And so it seems inevitable that watchmakers will go West if they are to make anything of the first half-year, which is generally crucial for business. Brands that put their eggs in the Chinese basket are making eyes at Uncle Sam, particularly now the honeymoon is well and truly over with the United Kingdom whose withdrawal from the European Union was reflected by a 14% drop in Swiss watch exports in January. In contrast, after a protracted sluggish period, the United States has been playing catch-up these past two years, shown by the 18% rise in watch exports over the past 24 months. Could it be that the Apple Watch has sparked interest among US consumers for “real” timepieces? One thing is for sure: while there is no denying the popularity of Apple’s connected watch on the North American market, it doesn’t appear to have dented the potential of Swiss mechanical watches.
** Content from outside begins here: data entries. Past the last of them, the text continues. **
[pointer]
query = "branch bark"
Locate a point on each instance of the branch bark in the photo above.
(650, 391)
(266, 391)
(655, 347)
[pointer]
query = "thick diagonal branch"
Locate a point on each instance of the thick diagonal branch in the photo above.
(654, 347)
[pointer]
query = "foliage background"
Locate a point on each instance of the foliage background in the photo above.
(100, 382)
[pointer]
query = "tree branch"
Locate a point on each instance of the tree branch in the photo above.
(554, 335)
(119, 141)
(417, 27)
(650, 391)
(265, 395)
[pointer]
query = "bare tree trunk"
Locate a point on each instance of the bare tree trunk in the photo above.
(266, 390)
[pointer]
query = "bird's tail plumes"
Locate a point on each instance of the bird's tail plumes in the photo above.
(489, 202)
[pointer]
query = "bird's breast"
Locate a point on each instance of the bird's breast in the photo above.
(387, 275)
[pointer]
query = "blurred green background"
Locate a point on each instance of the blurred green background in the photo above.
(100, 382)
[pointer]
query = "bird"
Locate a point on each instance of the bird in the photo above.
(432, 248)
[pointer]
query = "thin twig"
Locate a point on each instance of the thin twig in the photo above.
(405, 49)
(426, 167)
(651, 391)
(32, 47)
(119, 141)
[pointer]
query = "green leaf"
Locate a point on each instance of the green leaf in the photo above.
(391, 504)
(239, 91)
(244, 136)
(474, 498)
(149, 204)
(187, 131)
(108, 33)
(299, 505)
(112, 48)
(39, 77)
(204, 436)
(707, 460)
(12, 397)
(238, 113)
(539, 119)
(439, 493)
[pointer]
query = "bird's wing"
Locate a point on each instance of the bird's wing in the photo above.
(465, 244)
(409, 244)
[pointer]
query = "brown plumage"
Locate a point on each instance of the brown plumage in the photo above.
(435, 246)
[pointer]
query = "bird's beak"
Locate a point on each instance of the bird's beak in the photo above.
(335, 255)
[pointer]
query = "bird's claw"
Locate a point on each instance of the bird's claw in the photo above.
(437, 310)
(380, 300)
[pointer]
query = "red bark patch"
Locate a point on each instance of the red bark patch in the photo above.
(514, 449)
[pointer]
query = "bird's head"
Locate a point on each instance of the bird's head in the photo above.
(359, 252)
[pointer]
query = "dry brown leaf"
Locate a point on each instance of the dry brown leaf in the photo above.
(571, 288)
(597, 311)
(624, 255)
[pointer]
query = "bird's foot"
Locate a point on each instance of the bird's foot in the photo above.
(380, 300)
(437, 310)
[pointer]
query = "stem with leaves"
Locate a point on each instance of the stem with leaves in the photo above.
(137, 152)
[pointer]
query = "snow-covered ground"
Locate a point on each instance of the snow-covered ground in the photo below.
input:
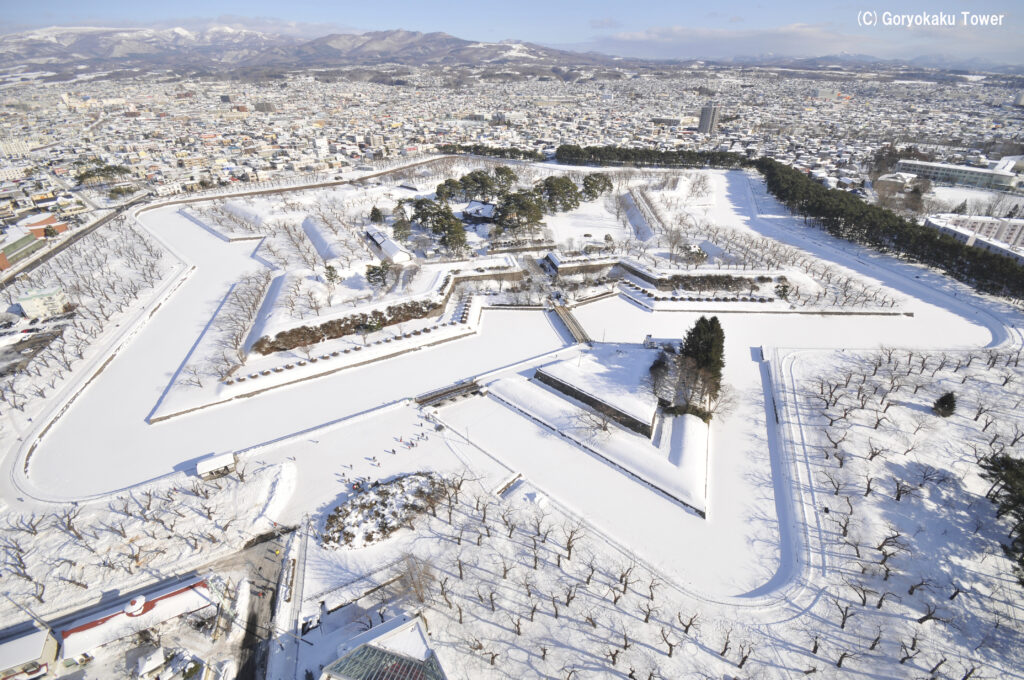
(766, 569)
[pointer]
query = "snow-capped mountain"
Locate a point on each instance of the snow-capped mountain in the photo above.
(225, 47)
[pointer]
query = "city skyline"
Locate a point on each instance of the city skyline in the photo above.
(648, 30)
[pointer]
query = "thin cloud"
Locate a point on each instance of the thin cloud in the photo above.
(808, 40)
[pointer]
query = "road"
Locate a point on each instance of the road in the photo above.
(266, 563)
(11, 273)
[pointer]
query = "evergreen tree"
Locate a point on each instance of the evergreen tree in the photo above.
(945, 405)
(705, 344)
(331, 274)
(377, 274)
(559, 194)
(595, 184)
(449, 189)
(518, 210)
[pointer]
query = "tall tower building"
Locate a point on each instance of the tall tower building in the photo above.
(709, 119)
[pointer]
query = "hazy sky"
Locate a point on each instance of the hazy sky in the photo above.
(636, 28)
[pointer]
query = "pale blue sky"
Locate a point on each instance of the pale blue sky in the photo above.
(641, 28)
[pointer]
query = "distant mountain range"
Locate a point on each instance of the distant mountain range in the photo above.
(226, 48)
(223, 47)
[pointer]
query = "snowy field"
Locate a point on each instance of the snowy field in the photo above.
(564, 553)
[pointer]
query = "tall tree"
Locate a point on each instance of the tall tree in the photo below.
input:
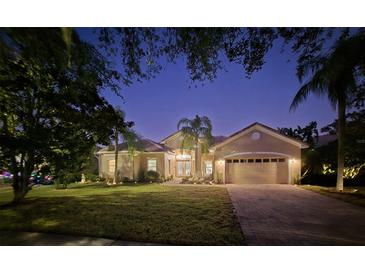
(197, 134)
(128, 136)
(308, 133)
(50, 101)
(336, 76)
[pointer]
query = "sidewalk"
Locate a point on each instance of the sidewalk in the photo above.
(9, 238)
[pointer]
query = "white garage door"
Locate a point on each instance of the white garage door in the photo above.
(257, 171)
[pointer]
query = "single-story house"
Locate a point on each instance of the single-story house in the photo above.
(255, 154)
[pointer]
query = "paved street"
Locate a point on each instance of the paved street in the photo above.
(288, 215)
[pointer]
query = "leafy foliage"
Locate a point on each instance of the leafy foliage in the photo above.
(50, 102)
(308, 134)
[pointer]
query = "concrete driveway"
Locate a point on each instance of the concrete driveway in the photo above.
(288, 215)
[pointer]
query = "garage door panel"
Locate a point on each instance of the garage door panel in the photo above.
(256, 173)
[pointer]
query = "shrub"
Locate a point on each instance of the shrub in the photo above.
(60, 183)
(141, 176)
(153, 176)
(126, 180)
(91, 177)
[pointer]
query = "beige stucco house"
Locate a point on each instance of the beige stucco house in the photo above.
(256, 154)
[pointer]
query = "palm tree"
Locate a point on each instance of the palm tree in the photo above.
(128, 135)
(197, 133)
(335, 76)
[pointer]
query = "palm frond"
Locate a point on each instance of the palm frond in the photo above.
(183, 122)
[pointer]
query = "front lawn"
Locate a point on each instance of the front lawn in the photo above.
(353, 195)
(187, 215)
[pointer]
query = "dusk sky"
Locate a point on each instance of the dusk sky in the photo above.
(231, 101)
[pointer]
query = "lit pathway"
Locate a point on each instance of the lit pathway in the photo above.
(288, 215)
(42, 239)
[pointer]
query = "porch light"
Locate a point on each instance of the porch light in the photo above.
(183, 157)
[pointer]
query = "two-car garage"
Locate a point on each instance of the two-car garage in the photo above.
(268, 170)
(258, 154)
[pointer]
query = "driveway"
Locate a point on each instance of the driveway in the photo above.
(276, 214)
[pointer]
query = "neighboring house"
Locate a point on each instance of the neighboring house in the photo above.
(255, 154)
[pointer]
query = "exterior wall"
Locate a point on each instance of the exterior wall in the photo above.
(160, 157)
(169, 168)
(206, 157)
(129, 168)
(174, 141)
(125, 165)
(266, 143)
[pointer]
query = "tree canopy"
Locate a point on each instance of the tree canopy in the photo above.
(51, 107)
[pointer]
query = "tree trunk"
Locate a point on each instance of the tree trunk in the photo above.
(115, 181)
(197, 160)
(340, 139)
(20, 184)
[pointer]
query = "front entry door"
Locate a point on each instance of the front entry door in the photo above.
(183, 168)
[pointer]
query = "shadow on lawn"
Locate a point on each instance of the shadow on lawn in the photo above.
(177, 216)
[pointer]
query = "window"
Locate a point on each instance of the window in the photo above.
(152, 164)
(180, 168)
(208, 167)
(111, 165)
(187, 168)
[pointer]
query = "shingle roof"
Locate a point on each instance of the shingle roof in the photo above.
(145, 145)
(266, 127)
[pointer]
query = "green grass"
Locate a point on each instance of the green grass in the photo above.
(356, 198)
(186, 215)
Expanding footprint in the US
Much of the action has been taking place at retail level. Richard Mille last year opened its ninth US store – and not just any store. This vast flagship extends over 390 square metres in central Manhattan, New York. Visible from a block away, 13 tons of suspended glass panels form the two-storey facade which is engraved and arranged to form a sculpture of the brand’s RM-008 tourbillon movement. Swiss retailer Bucherer is another key player to have made a bold move by expanding Stateside. The group, the world’s largest watch retailer with revenue estimated in the region of CHF 2 billion, snapped up the 28 Tourneau boutiques and the four Baron & Leeds stores in the United States – described by Jörg Baumann, Head of Marketing and Business Development, as the main strategic market for watches. At the time of the acquisitions in 2018, the group already operated 34 points of sale in the US.
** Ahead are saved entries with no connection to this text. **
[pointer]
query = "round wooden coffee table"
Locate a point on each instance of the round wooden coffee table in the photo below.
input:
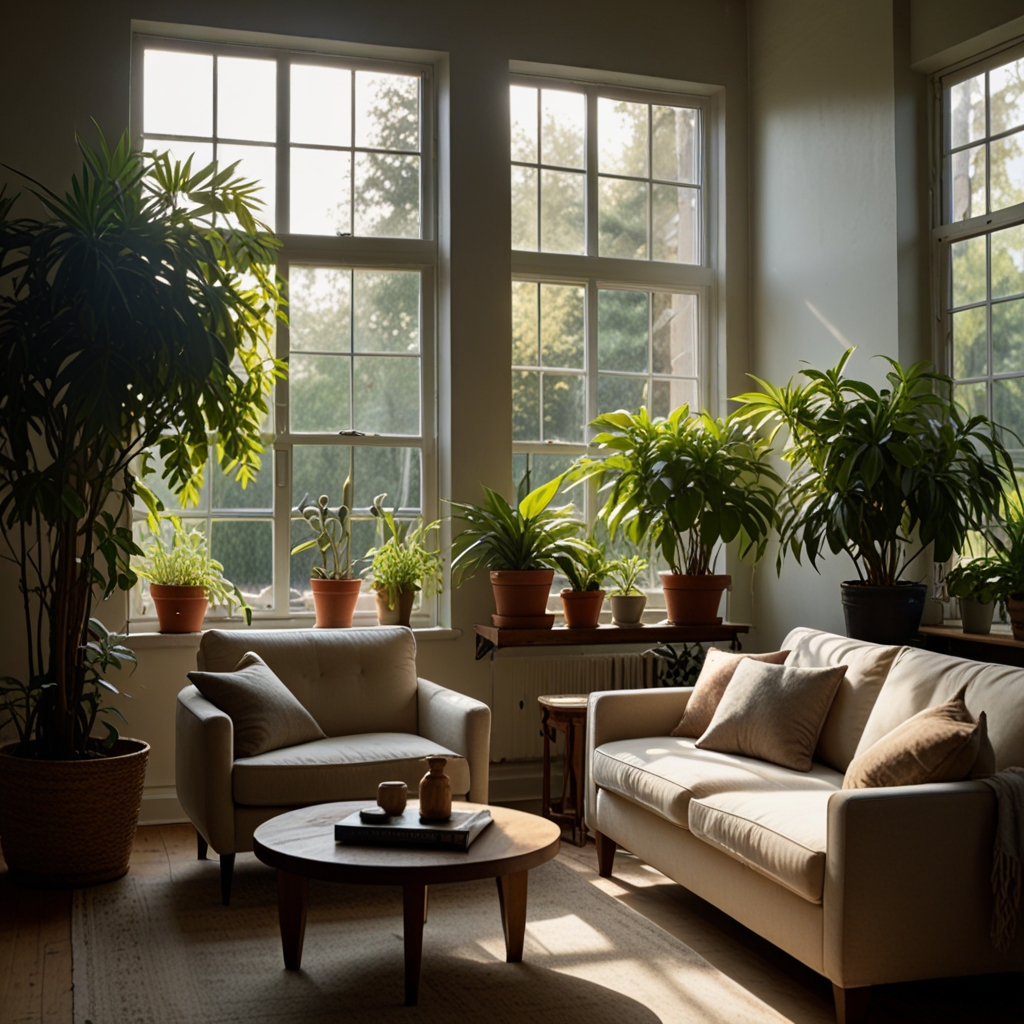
(301, 845)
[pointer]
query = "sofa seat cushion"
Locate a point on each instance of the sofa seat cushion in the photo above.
(340, 768)
(781, 834)
(664, 773)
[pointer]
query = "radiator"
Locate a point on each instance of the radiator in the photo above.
(517, 682)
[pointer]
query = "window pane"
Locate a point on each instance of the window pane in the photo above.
(177, 93)
(674, 334)
(321, 192)
(524, 208)
(622, 135)
(967, 112)
(676, 224)
(561, 326)
(387, 394)
(522, 110)
(322, 105)
(564, 410)
(387, 196)
(622, 331)
(623, 218)
(563, 127)
(387, 111)
(675, 143)
(387, 311)
(561, 212)
(524, 348)
(318, 392)
(320, 308)
(247, 99)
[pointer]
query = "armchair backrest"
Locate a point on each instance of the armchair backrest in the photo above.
(351, 681)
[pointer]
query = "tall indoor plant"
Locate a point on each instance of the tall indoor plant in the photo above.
(126, 324)
(870, 470)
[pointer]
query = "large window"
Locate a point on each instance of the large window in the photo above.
(341, 148)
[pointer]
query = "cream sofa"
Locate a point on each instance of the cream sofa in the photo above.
(864, 886)
(380, 719)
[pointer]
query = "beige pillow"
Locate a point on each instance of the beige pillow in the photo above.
(939, 744)
(715, 675)
(265, 714)
(773, 712)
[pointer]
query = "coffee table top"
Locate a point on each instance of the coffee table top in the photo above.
(301, 842)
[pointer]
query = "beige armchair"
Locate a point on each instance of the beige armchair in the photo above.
(380, 719)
The American market is six times the size of the British market for jewellery but only one and a half times the size for watches.
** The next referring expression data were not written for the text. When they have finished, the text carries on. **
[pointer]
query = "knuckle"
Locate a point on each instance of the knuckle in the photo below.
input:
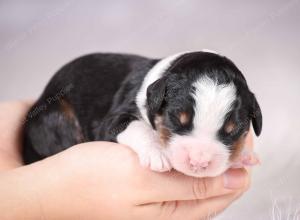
(200, 188)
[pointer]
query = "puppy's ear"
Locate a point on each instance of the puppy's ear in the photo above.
(256, 116)
(155, 97)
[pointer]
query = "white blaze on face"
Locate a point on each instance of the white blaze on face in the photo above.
(200, 153)
(154, 74)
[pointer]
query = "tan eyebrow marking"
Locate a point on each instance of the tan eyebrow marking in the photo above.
(184, 118)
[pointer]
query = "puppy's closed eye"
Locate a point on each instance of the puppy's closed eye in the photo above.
(230, 127)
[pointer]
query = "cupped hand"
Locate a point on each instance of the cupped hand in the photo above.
(102, 180)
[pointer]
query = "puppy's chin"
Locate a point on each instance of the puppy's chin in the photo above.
(200, 173)
(198, 157)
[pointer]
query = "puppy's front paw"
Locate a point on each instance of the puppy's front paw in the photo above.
(154, 160)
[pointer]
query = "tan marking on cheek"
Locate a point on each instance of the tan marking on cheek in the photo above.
(184, 118)
(163, 132)
(238, 147)
(230, 126)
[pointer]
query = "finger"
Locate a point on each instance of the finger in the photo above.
(249, 140)
(175, 186)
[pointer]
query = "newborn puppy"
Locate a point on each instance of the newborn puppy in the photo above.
(190, 111)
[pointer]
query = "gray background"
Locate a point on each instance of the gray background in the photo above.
(261, 37)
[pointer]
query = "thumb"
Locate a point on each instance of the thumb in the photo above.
(175, 186)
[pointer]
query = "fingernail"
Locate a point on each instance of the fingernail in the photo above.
(234, 179)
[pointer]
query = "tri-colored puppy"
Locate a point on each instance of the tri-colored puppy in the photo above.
(190, 111)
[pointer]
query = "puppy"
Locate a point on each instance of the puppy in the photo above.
(190, 111)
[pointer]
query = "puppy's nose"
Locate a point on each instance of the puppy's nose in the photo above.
(199, 161)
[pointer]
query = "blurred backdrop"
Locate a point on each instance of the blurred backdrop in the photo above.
(261, 37)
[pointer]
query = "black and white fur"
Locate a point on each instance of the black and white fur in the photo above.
(189, 111)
Watches of Switzerland is another one to have the US in its sights. The group went public on the London stock exchange in June last year and is hot on the heels of Bucherer. Self-proclaimed number-one retailer of Rolex, Cartier and Breitling watches in the United Kingdom, the British group has also crossed the Atlantic with the acquisition in 2017 of the Mayors chain of watch and jewellery stores in Florida and Georgia. It went on to open a space in Las Vegas, quickly followed by New York and soon New Jersey – not forgetting the 11 monobrand boutiques that are currently in the pipeline for Breitling, Omega and TAG Heuer. The group posted revenue of £773.5 million for the financial year ending April 2019, with 24% of that coming from the United States. Speaking last year, Watches of Switzerland Executive Vice President David Hurley said, “It’s not just about gaining market share. The American market can grow in absolute terms. It is already six times the size of the British market for jewellery but only one and a half times the size of the United Kingdom for watches. You can see the growth potential.” A potential that clearly hasn’t been lost on the world’s largest and second-largest watch retailers.